This semester we (Berit Johnson and Sarah Strohkorb) set out to answer some predictive questions about Olin courses, students, and majors. More specifically, we’re attempting to answer the question, “can we predict what one student will take for any given semester based on their course history?” which easily expands to, “can we predict Olin’s total course enrollment for Spring 2014 based on all of the students’ course histories?”
Our preliminary results show promise, but there is significant room for improvement. We’d like to share our work with the Olin community and also welcome feedback and suggestions.
To begin, our work depends on the assumption that Olin students act somewhat predictably: the courses people have taken in the past can tell us something about what they are likely to take in the future. We therefore obtained the anonymized list of all courses taken by each Olin student from the Fall 2002 semester to the Spring 2014 semester. This data became the input to our model.
To make our predictions, we used a logistic regression which is a model designed for classification and used to predict a binary outcome based on a set of predictors . We train the model by giving the model input data with known classifications. In this case, the input is the set of classes a student has taken up to a given point in their academic career and the classification is whether or not that student takes a given course in a particular semester. Once we have trained the model, we can verify its validity by using it to classify testing data that the model has never seen before.
In order to predict Olin’s entire course enrollment, we predicted the enrollment for each course individually, and within each course predicted the enrollment for each graduating class (first years, sophomores, etc.). For example, let’s say we’re predicting the enrollment of sophomores in Software Systems for the Spring 2014 semester. We extracted all of the current sophomores from the data set to form our “testing data.” We then created our training data by taking all of the other students’ course histories up to the first semester of their sophomore year and recording whether or not they took Software Systems during the second semester of their sophomore year.
We fit our logistic regression model to the training data and used the model to make predictions based off of the testing data. In this example, for every current sophomore the model outputs a probability that they will take Software Systems. Summing these probabilities yields the expected number of sophomores to enroll in Software Systems in Spring 2014.
We compared our predicted enrollment for each course this semester with the actual enrollment and displayed representative results for seven of the courses offered in the Spring 2014 semester in Figure 1. Of the 57 courses we predicted enrollment for, 9 had less than 10% error, 7 had 10-30% error, 12 had 30-50% error, and 29 had over 50% error. We also compared our model to the enrollment for the previous year as a baseline. We can see that when our model does well, it does very well, out-performing the baseline, but when it does poorly, it does very poorly indeed.
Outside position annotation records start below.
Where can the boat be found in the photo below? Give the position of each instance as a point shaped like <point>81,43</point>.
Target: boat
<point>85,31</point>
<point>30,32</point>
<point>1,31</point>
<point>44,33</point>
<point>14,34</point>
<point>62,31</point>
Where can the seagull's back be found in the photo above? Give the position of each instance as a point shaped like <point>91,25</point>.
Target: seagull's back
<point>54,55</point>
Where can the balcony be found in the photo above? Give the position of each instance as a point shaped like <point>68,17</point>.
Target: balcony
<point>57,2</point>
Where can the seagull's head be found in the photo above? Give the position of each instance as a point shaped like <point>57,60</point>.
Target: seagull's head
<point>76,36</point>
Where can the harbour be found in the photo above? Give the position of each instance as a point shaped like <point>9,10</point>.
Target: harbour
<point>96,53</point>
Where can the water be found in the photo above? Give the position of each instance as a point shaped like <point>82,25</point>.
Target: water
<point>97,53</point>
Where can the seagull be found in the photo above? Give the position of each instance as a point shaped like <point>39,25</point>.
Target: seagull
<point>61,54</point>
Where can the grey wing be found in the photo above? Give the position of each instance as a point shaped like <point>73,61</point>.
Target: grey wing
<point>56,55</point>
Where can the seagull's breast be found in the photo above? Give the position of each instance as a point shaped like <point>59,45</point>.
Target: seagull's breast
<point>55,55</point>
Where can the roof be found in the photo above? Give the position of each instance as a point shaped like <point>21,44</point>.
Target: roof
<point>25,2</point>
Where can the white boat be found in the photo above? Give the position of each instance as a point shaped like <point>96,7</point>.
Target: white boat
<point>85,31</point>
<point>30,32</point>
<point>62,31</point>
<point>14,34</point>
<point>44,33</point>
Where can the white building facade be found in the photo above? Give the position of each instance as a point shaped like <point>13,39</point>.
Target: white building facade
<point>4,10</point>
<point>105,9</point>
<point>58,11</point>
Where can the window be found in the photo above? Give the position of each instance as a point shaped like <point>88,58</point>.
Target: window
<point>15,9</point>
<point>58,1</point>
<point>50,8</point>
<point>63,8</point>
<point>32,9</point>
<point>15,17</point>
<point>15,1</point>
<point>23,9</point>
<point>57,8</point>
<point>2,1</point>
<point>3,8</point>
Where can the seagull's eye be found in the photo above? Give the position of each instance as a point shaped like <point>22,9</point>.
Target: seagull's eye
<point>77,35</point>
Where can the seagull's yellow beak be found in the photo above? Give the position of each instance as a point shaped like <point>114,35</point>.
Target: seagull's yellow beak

Our analysis of the predictions suggests that our model performs poorly for newer courses like Data Science and other “Special Topics” courses because there is no history of students taking these courses. The courses that our model does well with tend to be more well-established like Thermodynamics or PDE’s. Additionally, for courses like POE, Signals & Systems, and Software Design, enrollment can vary due to variance of student interest, trends within graduating classes, and how the course is advertised. There are also a variety of factors that can affect enrollment that our model does not take into account such as enrollment caps or whether a given course satisfies a major requirement.
One problem that we encountered with our data was the amount of variance in the Olin curriculum from special topics that are only offered once to changes in the First year curriculum. In order to improve the quality of our predictions, we could group related classes and predict whether or not students are likely to take a course in a particular group.
Additionally, we are considering answering other questions with this data such as: “who is likely to wait until senior year to take Mod Bio?”, “what major is person X most likely going to graduate with?”
If you have any feedback/suggestions or questions you think would be interesting to try to answer with this data, please let us know!
Figure 1. A comparison of predicted, actual, and last Spring’s course enrollment for a particular set of courses for the Spring 2014 semester. The predicted enrollments were determined by the output of our logistic regression model. PDEs stands for Partial Differential Equations and POE stands for Principles of Engineering.